There are currently many signs of exuberance in the market from retail traders. Most notably has been the surge in speculative “call option” buying. As shown by SentimenTrader.com, despite the recent correction, retail traders got even more aggressive.
But, as Charles Mackay penned, such is what you would expect:
“In reading The History of Nations, we find that, like individuals, they have their whims and their peculiarities, their seasons of excitement and recklessness, when they care not what they do. We find whole communities suddenly fixate upon one object and go mad in its pursuit. That millions of people become simultaneously impressed with one delusion, and run after it, till their attention is caught by some new folly more captivating than the first.”
As Mackay notes, there is a long history of bubbles going back to the 1700s. The table below shows the history of bubbles and what they all had in common.
As shown below, the rush for investors to pile into SPACs (Special Purpose Acquisition
Companies), or more commonly known as “blank check” companies, aligns with the long history of investor speculations.
As David Robertson pointed out: “Bubbles can be hard to navigate because of their insidious ability to prey on human weaknesses. Longterm investors get lured into making short-term wagers.

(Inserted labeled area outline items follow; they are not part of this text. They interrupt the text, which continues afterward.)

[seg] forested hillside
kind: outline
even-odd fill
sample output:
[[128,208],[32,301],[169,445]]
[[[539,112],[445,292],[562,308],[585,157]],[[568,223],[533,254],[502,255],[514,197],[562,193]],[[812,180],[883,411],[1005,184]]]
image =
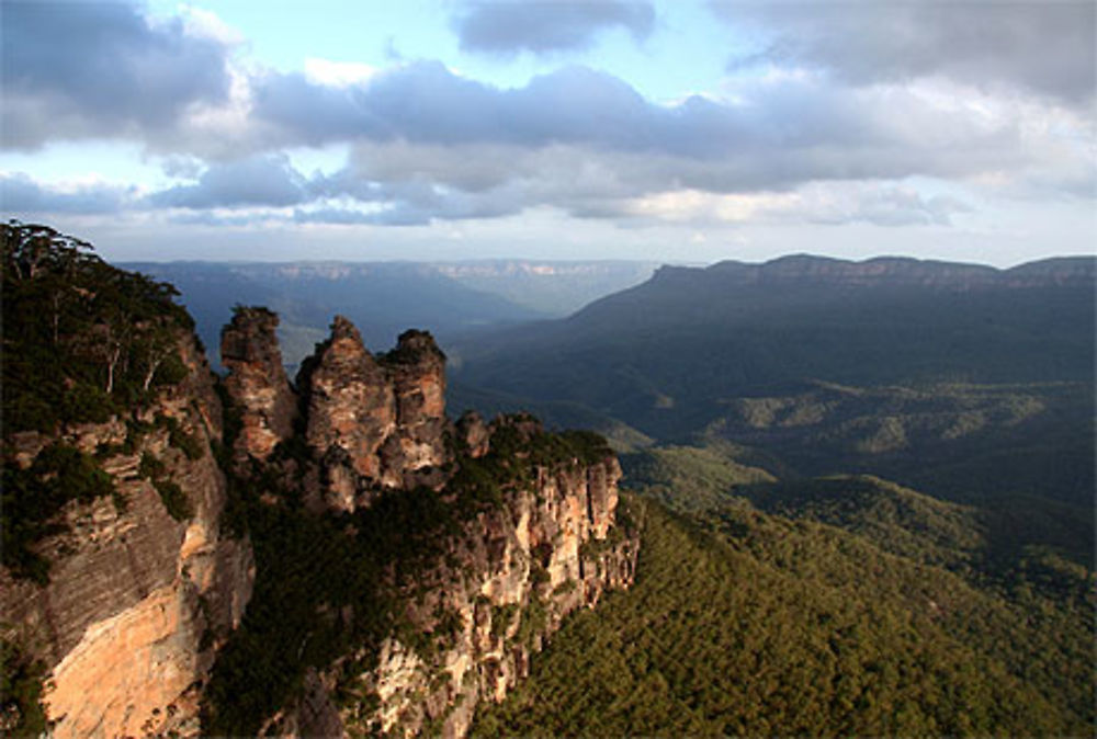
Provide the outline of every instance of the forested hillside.
[[994,578],[971,511],[907,497],[842,497],[846,521],[726,497],[704,523],[633,499],[634,588],[569,622],[474,734],[1090,735],[1092,573]]

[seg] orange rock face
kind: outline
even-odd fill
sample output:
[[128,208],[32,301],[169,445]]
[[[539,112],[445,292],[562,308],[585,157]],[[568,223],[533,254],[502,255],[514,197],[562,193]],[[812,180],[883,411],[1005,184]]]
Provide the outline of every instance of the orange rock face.
[[[219,429],[208,422],[219,421],[220,406],[201,354],[190,343],[180,350],[190,376],[147,414],[173,419],[201,455],[172,447],[165,428],[114,452],[101,467],[124,510],[110,498],[69,503],[69,531],[39,545],[53,562],[45,587],[0,570],[0,632],[49,670],[44,704],[56,737],[196,734],[196,685],[251,595],[251,547],[222,532],[225,478],[210,450]],[[94,450],[124,441],[125,424],[81,424],[59,436]],[[143,455],[185,492],[185,521],[139,477]]]

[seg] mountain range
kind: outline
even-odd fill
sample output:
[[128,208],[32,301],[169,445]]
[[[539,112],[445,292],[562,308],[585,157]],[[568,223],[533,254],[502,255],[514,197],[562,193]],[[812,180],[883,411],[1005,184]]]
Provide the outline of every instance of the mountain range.
[[[0,237],[5,735],[1093,734],[1094,260],[663,268],[507,327],[442,272],[536,265],[180,297]],[[385,300],[452,333],[320,319]]]

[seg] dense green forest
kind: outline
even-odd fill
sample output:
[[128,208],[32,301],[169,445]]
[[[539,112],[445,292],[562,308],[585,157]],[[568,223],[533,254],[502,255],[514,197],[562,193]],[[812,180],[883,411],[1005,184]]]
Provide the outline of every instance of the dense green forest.
[[[179,346],[194,323],[174,303],[171,285],[117,270],[91,245],[48,226],[0,225],[0,266],[3,565],[16,577],[46,582],[49,562],[32,547],[65,530],[57,516],[65,503],[105,496],[120,509],[126,503],[91,455],[61,441],[27,468],[9,464],[15,434],[50,434],[114,416],[126,422],[133,444],[155,424],[171,425],[163,417],[140,421],[139,410],[186,376]],[[172,445],[199,453],[186,434],[170,431]],[[143,475],[154,477],[148,465]],[[154,482],[172,515],[189,515],[176,484]]]
[[1092,577],[985,578],[968,511],[938,511],[919,546],[734,496],[700,519],[630,505],[634,587],[573,617],[475,736],[1094,730]]

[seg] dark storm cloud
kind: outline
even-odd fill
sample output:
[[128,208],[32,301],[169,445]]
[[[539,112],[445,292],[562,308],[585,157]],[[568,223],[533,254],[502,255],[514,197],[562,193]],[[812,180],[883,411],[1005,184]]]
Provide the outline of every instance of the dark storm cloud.
[[125,187],[82,185],[71,192],[43,187],[27,174],[0,174],[0,203],[4,211],[22,213],[117,213],[131,196]]
[[736,58],[823,67],[847,82],[902,82],[942,75],[981,86],[1024,88],[1085,103],[1097,91],[1097,4],[1037,2],[726,2],[733,26],[772,35],[764,53]]
[[310,197],[308,183],[284,155],[213,164],[197,182],[148,196],[149,205],[180,208],[282,207]]
[[548,200],[587,174],[592,193],[612,196],[683,186],[742,192],[811,180],[962,177],[1028,156],[1008,116],[987,123],[962,105],[935,107],[918,92],[785,79],[754,82],[738,96],[658,105],[583,67],[500,90],[419,62],[351,88],[270,76],[253,115],[280,145],[353,143],[353,174],[366,182],[421,179],[464,192],[519,182]]
[[225,46],[180,19],[150,24],[117,2],[5,2],[0,23],[5,147],[170,128],[192,103],[222,103]]
[[655,22],[648,2],[629,0],[532,0],[473,2],[453,25],[466,52],[514,54],[590,47],[603,31],[623,29],[644,38]]
[[[271,75],[256,87],[252,114],[278,132],[274,137],[281,144],[583,144],[708,158],[774,141],[879,137],[864,112],[850,107],[855,101],[848,96],[806,89],[803,93],[807,99],[778,94],[762,106],[743,109],[700,96],[667,107],[586,67],[567,67],[536,77],[524,88],[500,90],[459,77],[439,62],[417,62],[351,88],[315,84],[299,75]],[[810,118],[804,118],[805,112]]]

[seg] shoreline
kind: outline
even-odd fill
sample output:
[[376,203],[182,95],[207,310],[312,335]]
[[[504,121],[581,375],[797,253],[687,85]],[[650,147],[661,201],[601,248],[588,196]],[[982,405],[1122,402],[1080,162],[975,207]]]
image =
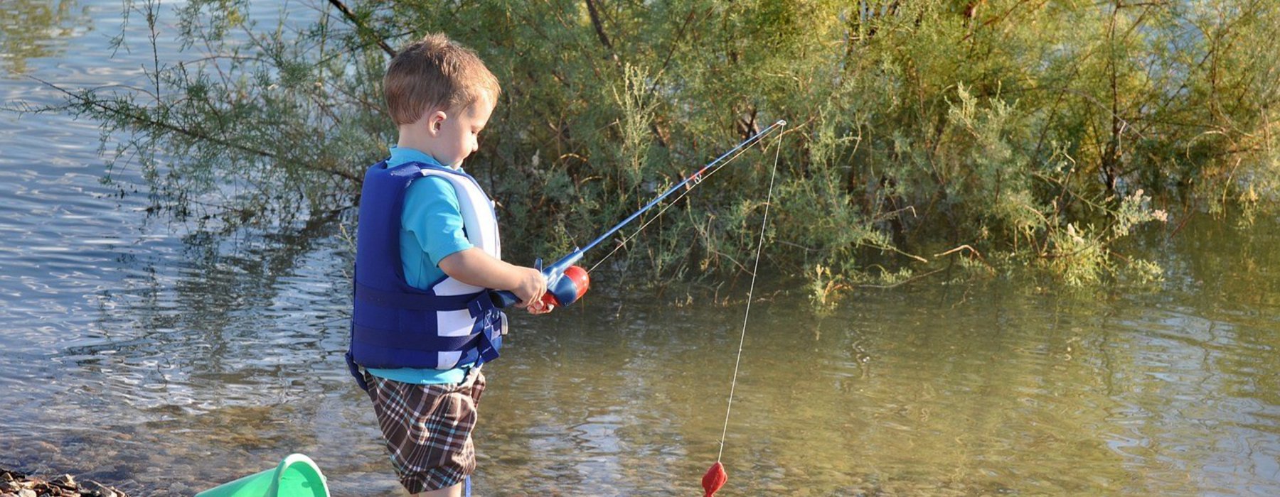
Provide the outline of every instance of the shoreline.
[[99,482],[78,482],[69,474],[41,478],[0,466],[0,497],[129,497]]

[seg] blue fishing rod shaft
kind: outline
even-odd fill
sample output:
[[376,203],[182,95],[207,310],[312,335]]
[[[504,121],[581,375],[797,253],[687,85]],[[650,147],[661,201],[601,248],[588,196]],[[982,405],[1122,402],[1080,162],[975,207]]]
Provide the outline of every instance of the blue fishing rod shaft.
[[[689,181],[692,181],[695,179],[701,178],[703,172],[705,172],[708,169],[714,167],[717,164],[721,164],[726,158],[733,156],[733,153],[737,153],[742,148],[749,147],[753,143],[758,142],[765,134],[769,134],[771,132],[773,132],[774,128],[780,128],[780,126],[785,126],[785,125],[787,125],[787,121],[780,119],[777,123],[773,123],[768,128],[762,129],[759,133],[751,135],[750,138],[744,139],[742,143],[739,143],[736,147],[731,148],[728,152],[724,152],[719,157],[716,157],[714,161],[707,162],[707,165],[703,166],[701,169],[699,169],[696,172],[689,175],[689,178],[685,178],[684,181],[676,183],[675,185],[672,185],[671,188],[668,188],[666,192],[663,192],[660,195],[658,195],[658,198],[654,198],[648,204],[645,204],[644,207],[641,207],[639,211],[636,211],[631,216],[627,216],[627,218],[622,220],[622,222],[618,222],[616,226],[611,227],[608,231],[605,231],[603,235],[600,235],[595,240],[591,240],[591,243],[586,244],[586,247],[573,249],[573,252],[570,252],[568,256],[562,257],[559,261],[556,261],[554,263],[552,263],[550,266],[547,266],[547,267],[543,267],[543,259],[538,259],[538,262],[535,262],[534,266],[539,271],[541,271],[543,275],[547,276],[547,289],[548,289],[548,293],[552,294],[556,298],[556,302],[559,303],[559,305],[568,305],[570,303],[575,302],[579,296],[581,296],[581,293],[575,286],[576,284],[573,284],[571,281],[571,279],[566,279],[564,277],[564,271],[567,271],[571,266],[573,266],[575,263],[577,263],[579,261],[581,261],[582,259],[582,253],[585,253],[586,250],[590,250],[595,245],[599,245],[602,241],[607,240],[614,233],[618,233],[618,230],[621,230],[622,226],[626,226],[628,222],[635,221],[636,217],[640,217],[641,215],[644,215],[646,211],[649,211],[650,208],[653,208],[653,206],[657,206],[658,202],[662,202],[664,198],[669,197],[672,193],[675,193],[676,190],[678,190],[681,187],[689,184]],[[586,281],[586,271],[585,270],[581,270],[581,277],[582,277],[582,281],[585,282]],[[581,291],[586,291],[585,286],[581,289]],[[512,293],[512,291],[509,291],[509,290],[494,290],[494,291],[492,291],[492,298],[493,298],[494,304],[498,305],[498,307],[508,307],[508,305],[512,305],[512,304],[515,304],[515,303],[517,303],[520,300],[518,298],[516,298],[516,294]]]
[[631,216],[627,216],[627,218],[622,220],[622,222],[618,222],[617,226],[613,226],[612,229],[609,229],[608,231],[605,231],[603,235],[600,235],[599,238],[596,238],[591,243],[586,244],[586,247],[582,247],[582,248],[580,248],[577,250],[573,250],[573,254],[570,254],[570,256],[577,256],[579,258],[581,258],[581,256],[582,256],[584,252],[590,250],[593,247],[599,245],[600,241],[604,241],[605,239],[608,239],[609,236],[612,236],[614,233],[618,233],[618,230],[621,230],[622,226],[626,226],[628,222],[635,221],[636,217],[640,217],[640,215],[643,215],[646,211],[649,211],[650,208],[653,208],[653,206],[657,206],[658,202],[662,202],[662,199],[669,197],[672,193],[675,193],[676,190],[678,190],[680,187],[684,187],[689,181],[692,181],[692,180],[700,178],[701,174],[704,171],[707,171],[708,169],[710,169],[712,166],[719,164],[721,161],[723,161],[728,156],[732,156],[735,152],[742,149],[744,147],[748,147],[751,143],[755,143],[756,141],[759,141],[765,134],[769,134],[769,132],[772,132],[773,128],[785,126],[785,125],[787,125],[787,121],[780,119],[777,123],[773,123],[768,128],[762,129],[759,133],[751,135],[750,138],[744,139],[742,143],[737,144],[737,147],[733,147],[728,152],[724,152],[719,157],[716,157],[714,161],[707,162],[707,165],[703,166],[701,169],[699,169],[698,172],[694,172],[694,174],[689,175],[689,178],[685,178],[684,181],[676,183],[675,185],[672,185],[671,188],[668,188],[666,192],[663,192],[660,195],[658,195],[658,198],[654,198],[648,204],[645,204],[644,207],[641,207],[639,211],[636,211]]

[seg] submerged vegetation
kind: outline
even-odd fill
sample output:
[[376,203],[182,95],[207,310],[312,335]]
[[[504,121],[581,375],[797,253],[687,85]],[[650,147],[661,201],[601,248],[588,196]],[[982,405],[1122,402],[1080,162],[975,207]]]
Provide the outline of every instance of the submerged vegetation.
[[394,141],[389,55],[445,32],[504,87],[467,169],[512,253],[548,257],[786,119],[611,262],[740,271],[781,147],[765,256],[820,305],[954,263],[1158,279],[1116,241],[1169,212],[1248,220],[1280,192],[1271,1],[287,5],[259,19],[247,1],[131,3],[186,55],[156,55],[146,84],[69,91],[65,110],[101,120],[116,166],[140,165],[178,216],[351,213]]

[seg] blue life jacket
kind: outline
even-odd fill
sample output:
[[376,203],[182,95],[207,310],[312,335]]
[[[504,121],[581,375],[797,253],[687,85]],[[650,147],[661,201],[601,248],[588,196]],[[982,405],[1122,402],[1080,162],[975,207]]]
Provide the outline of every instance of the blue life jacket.
[[458,194],[467,240],[502,258],[493,202],[470,175],[408,162],[369,167],[360,195],[356,277],[347,365],[369,390],[358,367],[451,369],[498,358],[506,316],[488,289],[443,277],[429,290],[404,281],[399,254],[401,211],[410,183],[440,176]]

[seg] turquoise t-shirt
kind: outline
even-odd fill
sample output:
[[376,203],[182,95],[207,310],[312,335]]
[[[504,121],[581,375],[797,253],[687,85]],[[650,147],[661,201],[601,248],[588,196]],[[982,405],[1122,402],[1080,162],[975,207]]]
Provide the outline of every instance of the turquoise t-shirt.
[[[440,165],[431,156],[412,148],[392,147],[387,167],[406,162]],[[462,213],[458,193],[444,178],[426,176],[410,183],[404,192],[404,210],[401,212],[401,267],[410,286],[426,290],[444,279],[440,261],[449,254],[474,245],[462,231]],[[375,369],[369,373],[403,383],[440,385],[460,383],[467,369]]]

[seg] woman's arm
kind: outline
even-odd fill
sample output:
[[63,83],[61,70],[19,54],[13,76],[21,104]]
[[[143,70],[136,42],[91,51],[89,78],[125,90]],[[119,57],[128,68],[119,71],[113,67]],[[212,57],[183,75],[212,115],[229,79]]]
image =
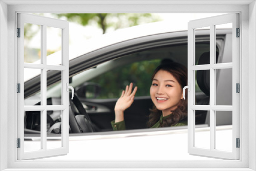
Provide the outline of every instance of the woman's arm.
[[123,90],[121,97],[116,102],[115,106],[115,122],[120,122],[124,120],[124,112],[131,106],[134,101],[134,96],[138,88],[135,87],[132,92],[133,86],[132,83],[131,83],[129,86],[126,86],[125,91]]

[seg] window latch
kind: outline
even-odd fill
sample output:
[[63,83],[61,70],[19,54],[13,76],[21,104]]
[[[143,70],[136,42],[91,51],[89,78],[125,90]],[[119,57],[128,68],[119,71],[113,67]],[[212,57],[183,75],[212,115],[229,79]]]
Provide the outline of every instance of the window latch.
[[190,91],[190,83],[189,82],[188,82],[188,86],[185,86],[184,88],[183,88],[183,99],[185,100],[185,94],[186,93],[186,92],[185,91],[186,90],[186,89],[187,89],[188,91],[189,92]]
[[17,138],[17,148],[20,148],[20,138]]
[[17,84],[17,93],[20,93],[20,83]]
[[240,93],[240,84],[239,83],[237,83],[236,84],[236,93]]
[[68,82],[67,82],[66,86],[67,86],[66,90],[67,92],[69,91],[69,89],[71,89],[71,95],[72,95],[71,100],[73,100],[73,98],[74,97],[74,88],[73,88],[73,87],[69,86]]
[[239,138],[237,138],[236,140],[237,141],[236,147],[240,148],[240,139]]

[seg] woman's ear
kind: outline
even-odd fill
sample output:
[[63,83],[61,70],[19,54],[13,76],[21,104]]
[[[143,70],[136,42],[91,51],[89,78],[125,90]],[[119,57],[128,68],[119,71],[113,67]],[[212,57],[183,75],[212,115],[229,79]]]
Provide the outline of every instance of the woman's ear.
[[184,99],[184,98],[183,98],[183,93],[182,93],[182,94],[181,94],[181,97],[180,99],[181,99],[181,100],[182,100],[182,99]]

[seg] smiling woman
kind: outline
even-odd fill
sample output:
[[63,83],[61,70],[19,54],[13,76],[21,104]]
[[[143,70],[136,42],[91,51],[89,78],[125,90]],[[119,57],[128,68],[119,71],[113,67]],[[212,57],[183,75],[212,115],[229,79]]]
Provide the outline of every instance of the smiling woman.
[[[154,104],[149,127],[186,125],[187,100],[183,99],[182,88],[187,83],[187,71],[182,65],[171,62],[159,66],[152,77],[150,96]],[[124,112],[134,101],[137,87],[127,86],[115,107],[115,120],[111,122],[114,131],[125,130]],[[187,96],[185,93],[185,97]]]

Risk management discipline gets discarded for a shot at spectacular gains. It is all so tempting and looks so easy.”
Jeremny Grantham captured this point perfectly: “And when price rises are very rapid, typically toward the end of a bull market, impatience is followed by anxiety and envy. As I like to say, there is nothing more supremely irritating than watching your neighbors get rich.’
So, the trouble with bubbles is they prove very tempting opportunities to do the wrong thing. Many investors will take their chances and disregard the warning.
Grantham explains the challenge:
‘For positioning a portfolio to avoid the worst pain of a major bubble breaking is likely the most difficult part. Every career incentive in the industry and every fault of individual human psychology will work toward sucking investors in.”
“This time is different” is the clarion call that goes up during every mania as traditional valuation measure are deemed outdated. In this respect, 2020 was no different. Professor Robert Shiller, the Yale economist who famously compared the 1990s stock market to “irrational exeberance.” By all measures, the market is more expensive than in the 1990s and 1929.
“Men, it has been well said, think in herds; they also go mad in herds, while they only recover their senses more slowly, and one by one.” – Mackay.